Victor, qui marchait lentement jusque là, s’arrêta net. Dans ses yeux apparut une profonde colère.

« Diabor, nous n’avons pas les capacités pour repousser Sato-sama. Depuis quand nous en penses-tu capables ? »

Diabor, qui avait massacré de nombreux ennemis au cours de ses batailles, ne put s’empêcher de trembler face au regard intimidant de Victor.

« V-Veuillez me pardonner mon insolence. »

« …Hm, ce n’est rien. »

« Mais comment se sont déroulés vos échanges avec Baryuu ? »
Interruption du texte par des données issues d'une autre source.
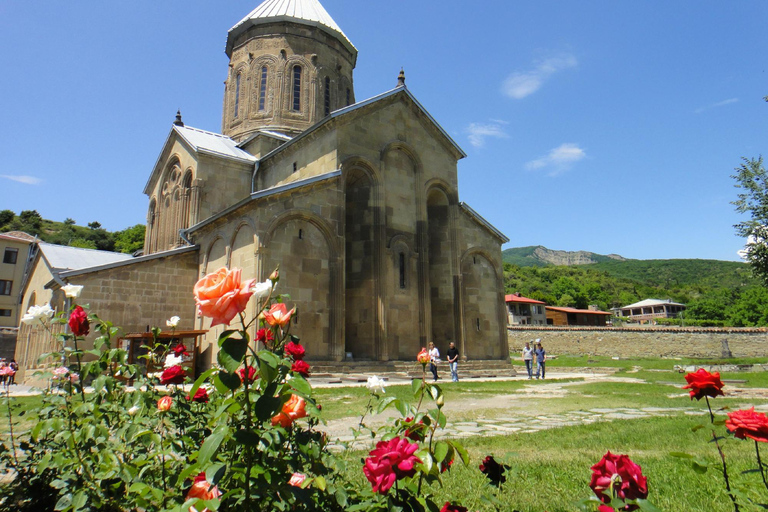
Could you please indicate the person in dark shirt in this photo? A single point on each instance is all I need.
(453, 362)
(541, 358)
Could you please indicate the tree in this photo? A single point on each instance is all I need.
(752, 179)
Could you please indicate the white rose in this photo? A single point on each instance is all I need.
(38, 314)
(173, 360)
(375, 385)
(72, 290)
(261, 290)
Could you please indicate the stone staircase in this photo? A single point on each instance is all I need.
(359, 371)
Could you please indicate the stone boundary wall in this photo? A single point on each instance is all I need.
(632, 342)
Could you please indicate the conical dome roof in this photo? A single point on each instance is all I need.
(307, 12)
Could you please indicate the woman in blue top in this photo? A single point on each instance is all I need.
(541, 357)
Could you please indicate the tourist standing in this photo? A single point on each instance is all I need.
(434, 358)
(528, 358)
(541, 358)
(453, 361)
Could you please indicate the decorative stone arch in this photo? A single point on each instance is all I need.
(271, 62)
(308, 87)
(332, 307)
(483, 301)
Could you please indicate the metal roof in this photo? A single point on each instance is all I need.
(213, 143)
(61, 257)
(305, 12)
(652, 302)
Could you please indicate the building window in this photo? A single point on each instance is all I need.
(263, 89)
(297, 88)
(10, 255)
(402, 270)
(327, 95)
(237, 94)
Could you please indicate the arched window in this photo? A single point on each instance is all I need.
(237, 95)
(263, 89)
(327, 95)
(297, 88)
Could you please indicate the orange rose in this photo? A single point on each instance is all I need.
(221, 295)
(202, 490)
(293, 409)
(164, 404)
(278, 315)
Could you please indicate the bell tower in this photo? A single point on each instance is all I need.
(290, 65)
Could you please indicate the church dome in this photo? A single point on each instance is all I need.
(304, 12)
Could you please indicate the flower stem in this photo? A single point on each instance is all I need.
(711, 414)
(725, 471)
(760, 464)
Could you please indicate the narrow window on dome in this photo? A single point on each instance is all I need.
(327, 95)
(297, 88)
(237, 95)
(263, 89)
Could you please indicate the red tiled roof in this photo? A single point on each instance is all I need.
(519, 298)
(574, 310)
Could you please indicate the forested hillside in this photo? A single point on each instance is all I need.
(92, 236)
(716, 292)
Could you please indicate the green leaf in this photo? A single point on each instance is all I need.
(200, 380)
(231, 354)
(441, 450)
(212, 443)
(229, 381)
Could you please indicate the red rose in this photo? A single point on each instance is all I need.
(78, 322)
(617, 473)
(201, 395)
(493, 470)
(702, 383)
(180, 350)
(265, 336)
(390, 461)
(251, 374)
(294, 350)
(301, 367)
(748, 423)
(173, 375)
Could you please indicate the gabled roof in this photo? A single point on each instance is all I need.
(652, 302)
(515, 297)
(61, 258)
(305, 12)
(574, 310)
(200, 142)
(356, 106)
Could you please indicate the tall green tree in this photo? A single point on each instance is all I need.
(752, 179)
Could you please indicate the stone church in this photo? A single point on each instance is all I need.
(357, 201)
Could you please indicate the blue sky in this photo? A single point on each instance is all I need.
(605, 126)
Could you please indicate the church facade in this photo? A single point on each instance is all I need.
(357, 201)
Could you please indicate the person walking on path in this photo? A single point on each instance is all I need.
(434, 358)
(453, 361)
(541, 358)
(528, 358)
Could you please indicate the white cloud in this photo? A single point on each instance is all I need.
(716, 105)
(520, 84)
(478, 132)
(558, 160)
(29, 180)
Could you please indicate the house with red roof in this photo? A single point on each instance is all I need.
(524, 311)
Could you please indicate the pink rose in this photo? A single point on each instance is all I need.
(221, 296)
(390, 461)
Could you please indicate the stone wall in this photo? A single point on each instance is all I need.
(644, 342)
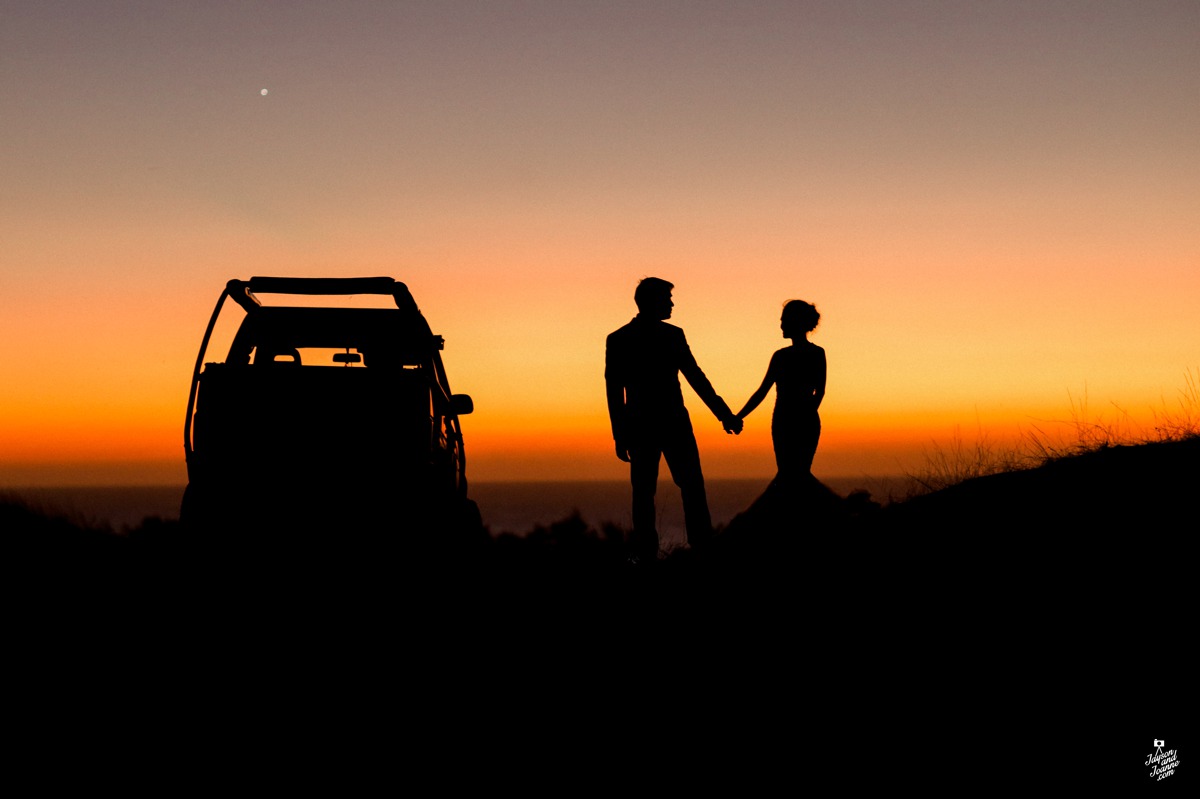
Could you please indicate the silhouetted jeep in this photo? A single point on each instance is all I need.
(324, 420)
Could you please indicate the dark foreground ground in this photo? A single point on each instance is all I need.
(1014, 629)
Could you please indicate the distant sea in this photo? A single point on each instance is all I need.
(507, 506)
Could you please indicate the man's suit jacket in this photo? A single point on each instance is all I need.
(642, 366)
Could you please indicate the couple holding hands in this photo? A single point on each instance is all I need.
(642, 365)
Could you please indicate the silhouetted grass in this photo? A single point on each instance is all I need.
(1081, 432)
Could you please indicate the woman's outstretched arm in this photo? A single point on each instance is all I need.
(761, 394)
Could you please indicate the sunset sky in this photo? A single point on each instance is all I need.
(994, 205)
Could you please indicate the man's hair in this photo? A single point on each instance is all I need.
(649, 288)
(803, 314)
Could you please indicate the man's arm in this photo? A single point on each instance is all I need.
(615, 390)
(703, 388)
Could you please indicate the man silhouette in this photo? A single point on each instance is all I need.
(649, 421)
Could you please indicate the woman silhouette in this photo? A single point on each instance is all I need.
(798, 373)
« Baryuu-sama, huh… il est toujours aussi ennuyeux. Comparé à l’incroyable charisme de Sato, Baryuu parait bien pâle. Ah~ je souhaite rencontrer Sato-sama le plus rapidement possible. »

Ce n’était pas son attitude habituelle de marchand.

Les pétales de fleurs continuèrent à danser tout autour de Victor, tandis que celui-ci était toujours perdu dans ses pensées.